Chapter 5
"Wow, I didn't know they taught such suave language at playboy school," I tease as I swirl my wine.
He smirks. "Well, they do." He pauses as he sips his wine. "You're surprising, Lena Hawkins."
"How's that?" I ask as I rub my finger over the small brass placard screwed onto the table. Table number twenty.
"I seldom meet someone beautiful, pure, and savvy," he says as his dark eyes rake over me.
I feel goose bumps form on my skin just from his gaze. What am I doing here? I'm playing with fire and I know I'll get burned. When I searched Rocco online, I was surprised to find that most of the search results were about Rocco's playboy lifestyle. It mentioned here and there that his grandfather was the head of their mafia family and those articles on Vince were shocking. I felt like I didn't know Vince at all. I couldn't marry the sweet, old man I ate with every week with the cold-blooded murderer who somehow evaded being charged by the police for over fifty years. But Rocco's history showed image after image of him with different women. Seldom the same one twice.

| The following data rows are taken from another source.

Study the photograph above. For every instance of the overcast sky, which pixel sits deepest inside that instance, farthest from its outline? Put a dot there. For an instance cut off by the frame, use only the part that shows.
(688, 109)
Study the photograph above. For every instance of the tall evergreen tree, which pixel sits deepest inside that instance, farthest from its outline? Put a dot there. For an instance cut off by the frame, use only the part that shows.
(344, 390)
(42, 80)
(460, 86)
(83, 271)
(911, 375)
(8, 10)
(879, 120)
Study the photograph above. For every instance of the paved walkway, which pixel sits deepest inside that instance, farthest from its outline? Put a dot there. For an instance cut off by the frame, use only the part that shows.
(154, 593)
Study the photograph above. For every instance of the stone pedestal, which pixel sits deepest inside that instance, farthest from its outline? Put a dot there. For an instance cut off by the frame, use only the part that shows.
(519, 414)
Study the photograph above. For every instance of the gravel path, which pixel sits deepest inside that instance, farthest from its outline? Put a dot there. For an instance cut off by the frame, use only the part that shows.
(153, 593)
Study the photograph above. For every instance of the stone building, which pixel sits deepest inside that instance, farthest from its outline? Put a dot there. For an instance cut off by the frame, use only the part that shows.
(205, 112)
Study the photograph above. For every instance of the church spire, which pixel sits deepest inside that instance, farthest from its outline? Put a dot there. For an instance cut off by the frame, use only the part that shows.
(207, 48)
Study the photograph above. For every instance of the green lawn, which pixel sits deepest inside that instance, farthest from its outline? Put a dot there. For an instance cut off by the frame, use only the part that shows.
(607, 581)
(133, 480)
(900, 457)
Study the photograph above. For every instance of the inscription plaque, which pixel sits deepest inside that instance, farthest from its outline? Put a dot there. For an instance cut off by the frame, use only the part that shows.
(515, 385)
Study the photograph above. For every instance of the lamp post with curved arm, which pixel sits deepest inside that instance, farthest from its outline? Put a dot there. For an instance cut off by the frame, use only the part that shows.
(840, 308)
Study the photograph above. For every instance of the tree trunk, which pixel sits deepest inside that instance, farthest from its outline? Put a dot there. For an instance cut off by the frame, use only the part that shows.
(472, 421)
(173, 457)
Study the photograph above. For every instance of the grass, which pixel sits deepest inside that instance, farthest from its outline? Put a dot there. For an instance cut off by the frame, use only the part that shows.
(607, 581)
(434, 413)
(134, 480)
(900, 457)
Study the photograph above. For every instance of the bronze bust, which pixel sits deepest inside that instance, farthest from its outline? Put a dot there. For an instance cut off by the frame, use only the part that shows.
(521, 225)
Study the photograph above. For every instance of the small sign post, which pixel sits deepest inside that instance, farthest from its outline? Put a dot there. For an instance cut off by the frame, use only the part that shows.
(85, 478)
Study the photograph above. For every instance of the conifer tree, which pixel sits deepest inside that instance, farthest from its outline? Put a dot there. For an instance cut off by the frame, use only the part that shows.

There weren't any articles about him being a murderer, but the apple can't fall far from the tree and Rocco oozes a certain vibe that screams "I could kill you with my bare hands."

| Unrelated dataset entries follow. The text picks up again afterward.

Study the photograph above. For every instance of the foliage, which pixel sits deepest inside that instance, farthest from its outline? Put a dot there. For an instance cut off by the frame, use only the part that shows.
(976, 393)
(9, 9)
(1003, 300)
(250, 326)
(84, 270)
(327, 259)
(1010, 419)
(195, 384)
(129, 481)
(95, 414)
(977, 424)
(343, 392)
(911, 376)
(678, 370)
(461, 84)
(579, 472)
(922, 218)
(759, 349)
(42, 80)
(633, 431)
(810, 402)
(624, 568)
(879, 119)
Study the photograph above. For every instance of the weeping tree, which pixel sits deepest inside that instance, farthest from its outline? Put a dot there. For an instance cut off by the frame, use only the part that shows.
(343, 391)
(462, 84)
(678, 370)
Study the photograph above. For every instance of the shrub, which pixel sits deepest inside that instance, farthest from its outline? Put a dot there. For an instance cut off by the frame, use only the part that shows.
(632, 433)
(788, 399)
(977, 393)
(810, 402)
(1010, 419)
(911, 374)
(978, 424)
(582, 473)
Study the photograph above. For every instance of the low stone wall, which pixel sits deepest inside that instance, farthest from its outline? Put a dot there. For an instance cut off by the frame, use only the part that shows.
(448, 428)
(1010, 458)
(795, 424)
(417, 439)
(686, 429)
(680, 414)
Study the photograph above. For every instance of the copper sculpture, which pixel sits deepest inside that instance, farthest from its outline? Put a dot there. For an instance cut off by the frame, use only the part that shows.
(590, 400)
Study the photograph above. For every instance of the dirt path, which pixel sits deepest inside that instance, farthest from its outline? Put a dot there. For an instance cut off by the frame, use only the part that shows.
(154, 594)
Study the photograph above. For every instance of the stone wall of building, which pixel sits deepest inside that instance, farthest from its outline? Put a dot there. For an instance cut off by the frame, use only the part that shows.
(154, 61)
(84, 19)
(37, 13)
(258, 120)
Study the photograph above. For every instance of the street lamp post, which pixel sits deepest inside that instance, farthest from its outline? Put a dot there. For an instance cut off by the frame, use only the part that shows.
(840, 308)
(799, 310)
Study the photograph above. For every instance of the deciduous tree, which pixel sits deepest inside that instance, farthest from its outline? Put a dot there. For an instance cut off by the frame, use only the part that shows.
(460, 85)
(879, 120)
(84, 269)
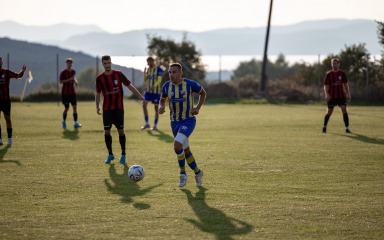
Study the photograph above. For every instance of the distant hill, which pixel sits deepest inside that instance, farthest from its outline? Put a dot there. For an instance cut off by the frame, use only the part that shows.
(306, 38)
(41, 60)
(44, 34)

If I was a smarter woman, I'd have not come back here at all. I'd let our one strange encounter be it, a mere story I tell my grandchildren someday. The time Mom ate dinner with the newly appointed head of a major mafia family.
But Rocco intrigued me. He thrilled me sexually without even really touching me and I've never experienced that before. I'm curious, and I just hope that doesn't make me the cat that used up its ninth life.
"Why'd you come back this week?" I ask as Antonio sets down dinner and I begin to cut my chicken.
"I wanted to see you again," he states as he also begins to eat.
I drop my fork and stare at him. "Why?" I ask.
He doesn't stop eating. "Because something about you intrigues me, Lena. And I wanted to see you again." He pauses and looks at me. "Is that so hard to believe?"
I shrug. "Maybe a little. I mean, we come from two different worlds. And you could have lots of women, clearly you already have. So, I don't get what is so intriguing about little old me."
He cocks his head to one side a bit as if considering my question. "You ate dinner every week with my grandfather, not even really knowing who he was. That alone makes you the most interesting person that I've ever met," he confesses.
"Were you close with him?" I ask.
He nods. "As close as you could be. I think only my grandmother was truly close to him. He changed after she died. He was always…well, how he was, but he became colder, meaner. It was like all the light in his world disappeared with her," he states.